Implementation specific fields?

michaelvogel · April 2, 2017, 10:57am

Especially with the “social relay” functionality it can make sense to transmit additional data fields that are only relevant for that specific implementation.

I don’t speak about fields like the ones for events or threaded comments. (These ones are useful for Diaspora as well)

On Friendica the unique identifier is the URI in a format like:
urn:X-dfrn:squeet.me:6:962c3e1035ce3f88030ffce2e624407b021bda5b

I would like to transmit this field as well as fields for the title and the body in our own BBCode format.

What do you think? Is it okay? Are the fields okay? How could they be named?

supertux88 · April 2, 2017, 8:44pm

The protocol is extendable, so you can theoretically add whatever you want.
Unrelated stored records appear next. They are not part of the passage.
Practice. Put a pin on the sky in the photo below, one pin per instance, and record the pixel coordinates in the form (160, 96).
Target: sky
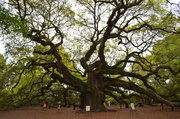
(2, 50)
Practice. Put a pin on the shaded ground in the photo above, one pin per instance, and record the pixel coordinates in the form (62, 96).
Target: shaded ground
(146, 112)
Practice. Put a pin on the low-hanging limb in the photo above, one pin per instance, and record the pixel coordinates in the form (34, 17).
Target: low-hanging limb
(132, 86)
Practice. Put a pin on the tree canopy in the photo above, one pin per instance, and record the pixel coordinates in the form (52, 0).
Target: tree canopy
(99, 48)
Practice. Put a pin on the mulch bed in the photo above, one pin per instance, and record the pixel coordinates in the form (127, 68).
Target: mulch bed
(145, 112)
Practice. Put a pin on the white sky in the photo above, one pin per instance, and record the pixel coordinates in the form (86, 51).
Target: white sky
(2, 50)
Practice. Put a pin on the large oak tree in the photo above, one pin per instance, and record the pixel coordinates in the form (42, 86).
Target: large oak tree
(105, 39)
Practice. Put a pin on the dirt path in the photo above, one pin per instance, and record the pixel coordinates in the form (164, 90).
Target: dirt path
(146, 112)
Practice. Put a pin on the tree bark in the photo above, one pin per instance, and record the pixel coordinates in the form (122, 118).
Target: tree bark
(94, 96)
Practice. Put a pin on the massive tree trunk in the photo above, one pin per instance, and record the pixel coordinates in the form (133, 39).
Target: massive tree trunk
(94, 95)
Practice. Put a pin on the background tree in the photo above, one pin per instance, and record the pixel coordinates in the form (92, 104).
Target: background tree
(92, 46)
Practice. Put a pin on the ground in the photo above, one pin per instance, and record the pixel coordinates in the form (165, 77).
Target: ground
(145, 112)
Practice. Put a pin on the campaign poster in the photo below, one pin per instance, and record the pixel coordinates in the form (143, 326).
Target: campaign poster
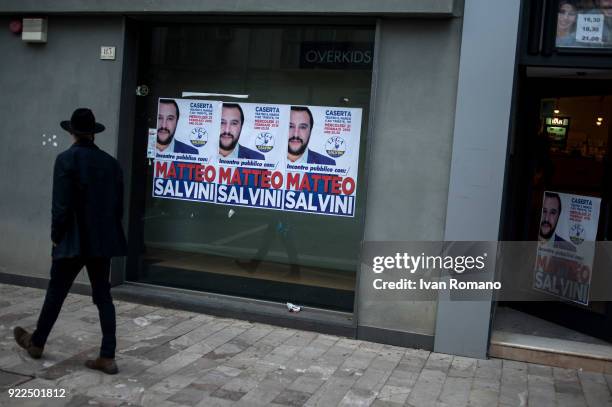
(322, 159)
(187, 130)
(564, 261)
(295, 158)
(251, 157)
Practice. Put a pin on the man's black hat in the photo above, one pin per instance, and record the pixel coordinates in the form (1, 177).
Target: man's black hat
(82, 122)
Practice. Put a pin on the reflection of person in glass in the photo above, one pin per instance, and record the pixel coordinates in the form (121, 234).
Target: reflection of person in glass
(232, 119)
(566, 24)
(167, 118)
(276, 226)
(551, 210)
(300, 127)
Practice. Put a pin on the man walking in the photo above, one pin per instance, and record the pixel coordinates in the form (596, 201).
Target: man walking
(85, 231)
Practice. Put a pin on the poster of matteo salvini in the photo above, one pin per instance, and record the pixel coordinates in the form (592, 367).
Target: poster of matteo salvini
(322, 159)
(564, 261)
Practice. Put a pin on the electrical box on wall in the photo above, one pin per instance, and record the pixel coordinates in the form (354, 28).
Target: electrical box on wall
(34, 30)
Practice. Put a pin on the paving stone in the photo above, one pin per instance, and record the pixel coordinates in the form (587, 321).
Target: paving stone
(292, 398)
(171, 358)
(392, 395)
(456, 391)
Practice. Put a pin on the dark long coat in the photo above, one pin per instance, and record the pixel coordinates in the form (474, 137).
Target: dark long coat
(87, 204)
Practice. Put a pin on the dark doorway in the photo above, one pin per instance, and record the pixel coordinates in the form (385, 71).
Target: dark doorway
(575, 160)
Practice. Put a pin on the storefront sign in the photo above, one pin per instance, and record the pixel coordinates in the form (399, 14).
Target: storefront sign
(556, 130)
(293, 158)
(589, 28)
(336, 55)
(564, 261)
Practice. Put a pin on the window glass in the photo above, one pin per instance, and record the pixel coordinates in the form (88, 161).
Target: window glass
(267, 254)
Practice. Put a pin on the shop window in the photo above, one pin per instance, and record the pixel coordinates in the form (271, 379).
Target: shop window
(274, 255)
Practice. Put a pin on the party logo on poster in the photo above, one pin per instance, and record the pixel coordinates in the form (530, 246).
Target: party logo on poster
(198, 137)
(335, 147)
(264, 142)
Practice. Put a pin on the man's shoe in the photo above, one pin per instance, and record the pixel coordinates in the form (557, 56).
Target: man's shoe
(106, 365)
(24, 339)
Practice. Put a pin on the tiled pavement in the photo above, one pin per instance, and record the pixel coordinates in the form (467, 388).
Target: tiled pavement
(176, 358)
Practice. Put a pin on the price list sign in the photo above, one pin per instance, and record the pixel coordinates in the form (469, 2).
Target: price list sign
(589, 28)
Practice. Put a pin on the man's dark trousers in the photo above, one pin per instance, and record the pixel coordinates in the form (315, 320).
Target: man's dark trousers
(63, 273)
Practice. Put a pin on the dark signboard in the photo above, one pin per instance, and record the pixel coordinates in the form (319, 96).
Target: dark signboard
(336, 55)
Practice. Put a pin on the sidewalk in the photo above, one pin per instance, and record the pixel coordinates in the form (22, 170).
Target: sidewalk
(176, 358)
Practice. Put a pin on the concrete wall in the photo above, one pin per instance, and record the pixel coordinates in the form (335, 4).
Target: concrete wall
(362, 7)
(41, 85)
(486, 84)
(410, 152)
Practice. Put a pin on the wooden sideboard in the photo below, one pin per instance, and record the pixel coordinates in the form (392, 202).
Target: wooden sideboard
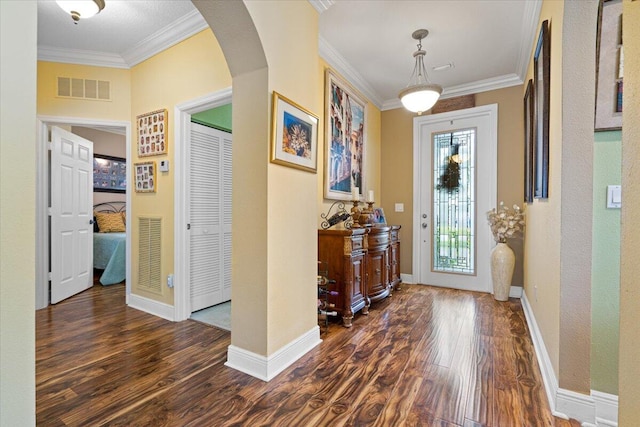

But make sure to make them unique, so you don’t have problems if we maybe add a similar field in the future as “official”. So maybe prefix them with dfrn_ or friendica_ or something like that.
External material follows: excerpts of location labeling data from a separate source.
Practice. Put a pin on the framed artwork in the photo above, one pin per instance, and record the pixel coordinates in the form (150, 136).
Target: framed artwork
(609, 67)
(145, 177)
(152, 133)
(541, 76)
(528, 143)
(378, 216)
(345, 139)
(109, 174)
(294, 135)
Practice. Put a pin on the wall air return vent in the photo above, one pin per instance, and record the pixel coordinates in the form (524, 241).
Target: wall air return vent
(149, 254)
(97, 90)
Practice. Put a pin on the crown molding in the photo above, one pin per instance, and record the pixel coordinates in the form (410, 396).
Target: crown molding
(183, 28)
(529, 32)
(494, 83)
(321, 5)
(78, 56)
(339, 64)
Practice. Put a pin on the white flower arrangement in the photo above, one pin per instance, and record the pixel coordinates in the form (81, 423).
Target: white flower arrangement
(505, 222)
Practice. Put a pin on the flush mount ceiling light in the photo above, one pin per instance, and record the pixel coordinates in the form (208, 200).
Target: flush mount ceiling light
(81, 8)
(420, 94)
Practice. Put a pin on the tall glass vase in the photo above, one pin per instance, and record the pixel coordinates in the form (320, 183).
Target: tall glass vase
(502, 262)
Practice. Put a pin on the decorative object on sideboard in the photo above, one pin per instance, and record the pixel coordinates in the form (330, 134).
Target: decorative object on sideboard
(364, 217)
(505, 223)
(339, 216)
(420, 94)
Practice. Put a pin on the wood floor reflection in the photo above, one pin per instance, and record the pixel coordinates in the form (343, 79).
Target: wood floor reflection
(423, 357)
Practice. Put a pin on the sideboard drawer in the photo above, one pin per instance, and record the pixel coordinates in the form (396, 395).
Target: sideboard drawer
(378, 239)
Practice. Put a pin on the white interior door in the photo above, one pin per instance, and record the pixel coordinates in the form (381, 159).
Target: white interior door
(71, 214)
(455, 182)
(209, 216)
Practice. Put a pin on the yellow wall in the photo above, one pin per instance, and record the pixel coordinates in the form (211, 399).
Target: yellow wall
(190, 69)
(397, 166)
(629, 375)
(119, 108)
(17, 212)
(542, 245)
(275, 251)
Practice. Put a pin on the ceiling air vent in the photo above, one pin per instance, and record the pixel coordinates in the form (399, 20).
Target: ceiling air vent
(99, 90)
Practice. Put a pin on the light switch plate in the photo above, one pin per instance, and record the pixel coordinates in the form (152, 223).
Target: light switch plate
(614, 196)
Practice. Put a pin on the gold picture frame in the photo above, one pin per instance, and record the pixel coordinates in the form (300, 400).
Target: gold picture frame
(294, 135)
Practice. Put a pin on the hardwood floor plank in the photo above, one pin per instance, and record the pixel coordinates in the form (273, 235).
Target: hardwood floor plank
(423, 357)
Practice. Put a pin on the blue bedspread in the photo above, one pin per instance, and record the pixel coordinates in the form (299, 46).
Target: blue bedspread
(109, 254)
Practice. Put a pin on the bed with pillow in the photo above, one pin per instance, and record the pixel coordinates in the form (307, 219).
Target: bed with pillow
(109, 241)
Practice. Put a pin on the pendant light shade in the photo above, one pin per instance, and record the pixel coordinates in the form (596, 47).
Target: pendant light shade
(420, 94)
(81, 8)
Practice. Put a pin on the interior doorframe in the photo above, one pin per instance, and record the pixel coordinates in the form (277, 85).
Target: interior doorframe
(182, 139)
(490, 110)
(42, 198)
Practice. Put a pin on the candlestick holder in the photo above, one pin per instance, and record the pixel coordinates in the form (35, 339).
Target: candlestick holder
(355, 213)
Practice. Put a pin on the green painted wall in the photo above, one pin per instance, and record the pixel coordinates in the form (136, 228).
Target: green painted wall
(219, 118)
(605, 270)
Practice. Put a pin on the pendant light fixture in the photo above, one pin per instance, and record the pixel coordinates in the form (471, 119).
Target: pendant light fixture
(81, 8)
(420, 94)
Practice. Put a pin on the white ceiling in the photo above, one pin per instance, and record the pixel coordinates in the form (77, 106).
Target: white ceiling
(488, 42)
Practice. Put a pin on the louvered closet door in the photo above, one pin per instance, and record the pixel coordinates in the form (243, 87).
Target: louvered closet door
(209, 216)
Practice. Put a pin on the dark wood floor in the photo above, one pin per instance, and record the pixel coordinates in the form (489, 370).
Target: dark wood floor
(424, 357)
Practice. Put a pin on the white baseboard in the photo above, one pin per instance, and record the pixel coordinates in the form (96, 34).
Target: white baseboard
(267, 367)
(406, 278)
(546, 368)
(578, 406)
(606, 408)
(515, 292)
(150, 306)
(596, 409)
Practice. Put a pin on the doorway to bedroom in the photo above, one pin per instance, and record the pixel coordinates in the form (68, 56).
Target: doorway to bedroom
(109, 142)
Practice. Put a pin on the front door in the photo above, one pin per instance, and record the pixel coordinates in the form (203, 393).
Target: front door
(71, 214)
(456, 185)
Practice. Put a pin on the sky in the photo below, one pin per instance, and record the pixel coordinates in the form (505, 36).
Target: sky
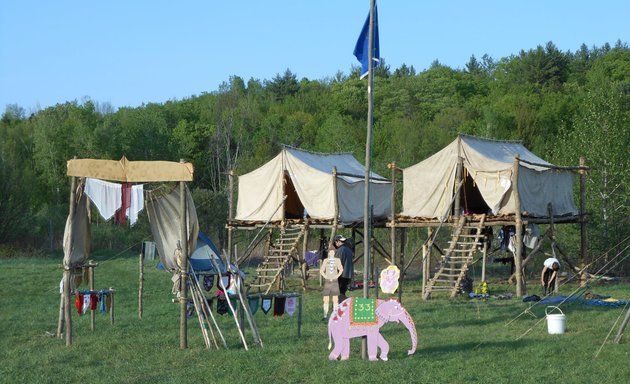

I also thought about adding a title field for diaspora, but I don’t know if we really need it. Currently we auto-detect the title when displaying the post. But maybe we can split it before sending it (or even give the user control to set the title, but that would be another discussion). But you could simply use such field, unless your title contains BBCode.

About BBCode: For posts that isn’t a problem, diaspora just ignores it and throws it away on receive. For comments I don’t like the idea of also add the BBCode version, because diaspora needs to also store it, for the signature, so it somehow doubles the space needed to store in the database (because we need to store the text twice).

So as simple rule:

You can add everything you want to normal entities (diaspora will simply ignore/drop it), just make sure you don’t get collisions in the future.
For relayable-entities: Add fields only if you really need it, because diaspora needs to save the content (for the signatures), so please don’t be wasteful here But if you need it, it wouldn’t be a problem, and if it is useful for others we can maybe even add it to the documentation.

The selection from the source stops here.